New Breakfast Offerings on the Horizon
Starting in the first quarter of 2021, Kattato noticed guest expectations starting to creep back up, especially during the summer when guests were paying higher room rates.
Travis Murray, vice president of operations at Germantown, Tennessee-based McNeill Hotel Company, said all three major brands within his portfolio of hotels — Hyatt Hotels Corp, Hilton and Marriott International — launched new breakfast offerings and programs to come this winter. He said the brands have set a deadline of Jan. 1, 2022, to enact most of the new breakfast initiatives.
In general, the new, reduced menus eliminate less-popular items and replace them with fewer but higher-quality options, he said, adding that staffing is also part of the equation.
"By the reduction of it, we've produced a better rotational menu [allowing] us to have better controls in ordering, better controls of inventory and a slight reduction of costs," he said. "However, that cost is now being outweighed by the increase in quality of materials and labor."
Hotels have to make up for the fact that they are cutting the number of menu items in half. Murray said Marriott, for example, is launching a new breakfast for SpringHill Suites, Fairfield Inn & Suites and Residence Inn properties that will offer more vegan and gluten-free items.
His portfolio's Courtyard by Marriott properties are also in the process of launching a "Bistro 3.0" concept, which includes fewer items but higher-quality, more substantial foods that accommodate multiple dietary preferences. "We’re actually very excited to see the evolution of the hotel breakfast. The expectations for breakfast were becoming a little overwhelming pre-pandemic," he said. "To clarify, each brand was attempting to one-up each other by offering more selections versus offering better quality. I think that during the pandemic everyone had an opportunity to examine the concept of quality versus quantity."
Kattato said guests want a hotel breakfast to more closely resemble a retail experience, with food options that can be customized. "Had we not gone through the last 18 months, we would have seen it much sooner. I think it was time for [the brands] to revamp what that menu looked like," he said. Hotels in his portfolio — which include brands such as Hampton Inn, Fairfield Inn & Suites, Homewood Suites, Courtyard, Home2 Suites and Hilton Garden Inn — have not yet introduced the new programs and are still undergoing beta testing. "I think they've had a very good response in the test markets," he said, but getting products to the hotels is challenging.
Tracy Kundey, managing director of hospitality at Everwood Hospitality Partners, said in an email interview that his company's portfolio of hotels has gone back to full, pre-pandemic breakfast offerings.
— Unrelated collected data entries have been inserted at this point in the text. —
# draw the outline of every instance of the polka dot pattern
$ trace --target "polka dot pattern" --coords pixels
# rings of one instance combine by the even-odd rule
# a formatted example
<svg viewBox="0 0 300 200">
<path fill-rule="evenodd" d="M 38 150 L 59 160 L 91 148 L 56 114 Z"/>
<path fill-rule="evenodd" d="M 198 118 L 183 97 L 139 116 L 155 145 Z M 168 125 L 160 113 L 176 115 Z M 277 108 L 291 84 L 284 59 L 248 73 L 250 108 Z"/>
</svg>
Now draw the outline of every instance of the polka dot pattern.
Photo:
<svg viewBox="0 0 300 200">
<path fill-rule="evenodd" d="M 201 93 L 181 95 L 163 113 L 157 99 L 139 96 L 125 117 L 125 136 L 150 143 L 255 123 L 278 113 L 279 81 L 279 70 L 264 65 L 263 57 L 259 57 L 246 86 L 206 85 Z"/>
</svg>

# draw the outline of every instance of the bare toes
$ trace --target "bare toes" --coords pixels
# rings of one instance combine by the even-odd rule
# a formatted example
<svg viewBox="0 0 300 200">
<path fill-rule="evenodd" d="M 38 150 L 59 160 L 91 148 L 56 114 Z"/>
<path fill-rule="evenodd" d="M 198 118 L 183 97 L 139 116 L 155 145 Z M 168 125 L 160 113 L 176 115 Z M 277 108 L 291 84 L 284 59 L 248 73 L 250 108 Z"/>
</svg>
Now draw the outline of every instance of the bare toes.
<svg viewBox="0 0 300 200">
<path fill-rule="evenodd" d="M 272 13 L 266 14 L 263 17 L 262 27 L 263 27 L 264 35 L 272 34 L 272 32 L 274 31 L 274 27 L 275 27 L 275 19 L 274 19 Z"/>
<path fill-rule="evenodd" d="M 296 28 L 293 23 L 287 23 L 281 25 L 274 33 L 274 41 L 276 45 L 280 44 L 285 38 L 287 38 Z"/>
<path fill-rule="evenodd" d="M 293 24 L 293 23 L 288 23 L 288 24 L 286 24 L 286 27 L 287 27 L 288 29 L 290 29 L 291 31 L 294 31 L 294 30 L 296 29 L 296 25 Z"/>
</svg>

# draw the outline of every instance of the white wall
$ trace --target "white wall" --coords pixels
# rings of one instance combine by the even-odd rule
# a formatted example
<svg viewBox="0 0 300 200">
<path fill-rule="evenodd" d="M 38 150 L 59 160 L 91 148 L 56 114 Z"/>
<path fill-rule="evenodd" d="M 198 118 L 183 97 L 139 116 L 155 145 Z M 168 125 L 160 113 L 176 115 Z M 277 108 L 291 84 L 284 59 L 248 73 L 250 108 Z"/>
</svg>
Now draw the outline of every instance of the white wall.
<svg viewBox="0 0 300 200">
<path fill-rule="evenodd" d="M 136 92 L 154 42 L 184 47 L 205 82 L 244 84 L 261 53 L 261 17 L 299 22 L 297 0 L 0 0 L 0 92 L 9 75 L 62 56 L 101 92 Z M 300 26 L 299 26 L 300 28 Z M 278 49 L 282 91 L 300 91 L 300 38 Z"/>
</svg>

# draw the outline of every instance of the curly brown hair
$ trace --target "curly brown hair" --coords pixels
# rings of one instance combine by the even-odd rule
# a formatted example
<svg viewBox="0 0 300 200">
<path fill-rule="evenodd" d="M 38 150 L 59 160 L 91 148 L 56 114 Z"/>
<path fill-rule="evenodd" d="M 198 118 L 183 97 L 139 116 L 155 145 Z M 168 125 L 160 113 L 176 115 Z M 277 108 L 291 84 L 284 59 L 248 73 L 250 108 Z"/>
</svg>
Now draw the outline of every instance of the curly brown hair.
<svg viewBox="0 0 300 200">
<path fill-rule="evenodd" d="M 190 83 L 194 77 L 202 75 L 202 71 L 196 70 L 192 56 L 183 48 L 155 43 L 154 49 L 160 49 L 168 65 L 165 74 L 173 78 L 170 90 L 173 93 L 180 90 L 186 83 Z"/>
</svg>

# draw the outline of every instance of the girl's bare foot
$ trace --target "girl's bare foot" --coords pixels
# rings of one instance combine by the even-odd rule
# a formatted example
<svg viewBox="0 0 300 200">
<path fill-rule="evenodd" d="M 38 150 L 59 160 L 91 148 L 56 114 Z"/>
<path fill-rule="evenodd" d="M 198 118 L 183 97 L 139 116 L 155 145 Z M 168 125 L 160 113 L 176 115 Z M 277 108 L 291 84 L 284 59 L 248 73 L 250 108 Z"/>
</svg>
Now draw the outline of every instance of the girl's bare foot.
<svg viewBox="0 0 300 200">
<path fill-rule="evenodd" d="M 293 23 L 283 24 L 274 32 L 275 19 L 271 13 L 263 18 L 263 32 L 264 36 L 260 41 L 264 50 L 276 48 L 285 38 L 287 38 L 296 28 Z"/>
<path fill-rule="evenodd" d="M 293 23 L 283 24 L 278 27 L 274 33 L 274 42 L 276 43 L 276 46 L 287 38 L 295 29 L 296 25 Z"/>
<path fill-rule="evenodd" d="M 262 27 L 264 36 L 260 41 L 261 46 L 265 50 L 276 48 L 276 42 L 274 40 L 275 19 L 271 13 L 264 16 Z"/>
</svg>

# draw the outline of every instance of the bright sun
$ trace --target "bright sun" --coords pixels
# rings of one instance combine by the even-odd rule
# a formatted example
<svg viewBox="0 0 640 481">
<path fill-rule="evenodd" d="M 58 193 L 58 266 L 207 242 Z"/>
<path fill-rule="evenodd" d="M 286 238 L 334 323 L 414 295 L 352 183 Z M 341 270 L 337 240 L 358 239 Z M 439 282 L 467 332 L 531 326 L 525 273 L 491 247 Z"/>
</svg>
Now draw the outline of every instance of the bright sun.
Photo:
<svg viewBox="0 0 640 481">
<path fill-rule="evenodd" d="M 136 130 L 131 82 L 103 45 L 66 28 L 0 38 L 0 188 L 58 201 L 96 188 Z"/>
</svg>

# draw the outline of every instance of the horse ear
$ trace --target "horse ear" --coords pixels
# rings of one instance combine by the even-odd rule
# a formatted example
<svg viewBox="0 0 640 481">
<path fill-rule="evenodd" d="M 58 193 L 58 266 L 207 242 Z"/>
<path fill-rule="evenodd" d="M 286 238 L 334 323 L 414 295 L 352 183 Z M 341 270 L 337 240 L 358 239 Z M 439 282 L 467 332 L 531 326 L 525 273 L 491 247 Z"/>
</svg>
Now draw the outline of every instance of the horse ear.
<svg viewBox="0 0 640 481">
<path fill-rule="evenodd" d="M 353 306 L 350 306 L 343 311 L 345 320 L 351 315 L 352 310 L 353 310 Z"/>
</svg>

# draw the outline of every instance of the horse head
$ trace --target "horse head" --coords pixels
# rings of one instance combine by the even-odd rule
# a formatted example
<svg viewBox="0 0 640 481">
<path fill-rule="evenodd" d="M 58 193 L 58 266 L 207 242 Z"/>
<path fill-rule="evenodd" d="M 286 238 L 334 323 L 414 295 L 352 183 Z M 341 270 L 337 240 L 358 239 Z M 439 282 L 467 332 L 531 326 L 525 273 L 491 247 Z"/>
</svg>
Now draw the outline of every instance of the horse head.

However, the challenge of getting supplies from primary vendors remains. "We end up supplementing with Sam's Club/Costco," he said, adding that guests are happy to get away from the grab-and-go offerings.
During the pandemic, McNeill Hotel Company switched from buffet service to grab-and-go service for breakfast. Once demand began to pick back up, the hotels switched to cafeteria-style serving. "During that time, it increased our labor across the board; however, we saw a decrease in cost per occupied room with breakfast," Murray said. "That was a huge eye-opening situation not only from our standpoint but from a brand standpoint because the hotels were able to see some savings." He anticipates going forward there will still be some mixture of buffets and cafeteria-style serving, while still upholding safety and sanitation protocols. It's expected foods will be cooked-to-order in Courtyards and Hilton Garden Inns, for example. McNeill's all-suite brands will continue to offer a buffet, along with more pre-packaged items, he said.
Kattato said the return of buffets at his company's hotels will depend on what the guests want."What we've learned recently is that the guests, by and large, aren't willing to let the buffet drift off into the sunset," he said. When buffets do return, he said the number of offerings and type of selection will change.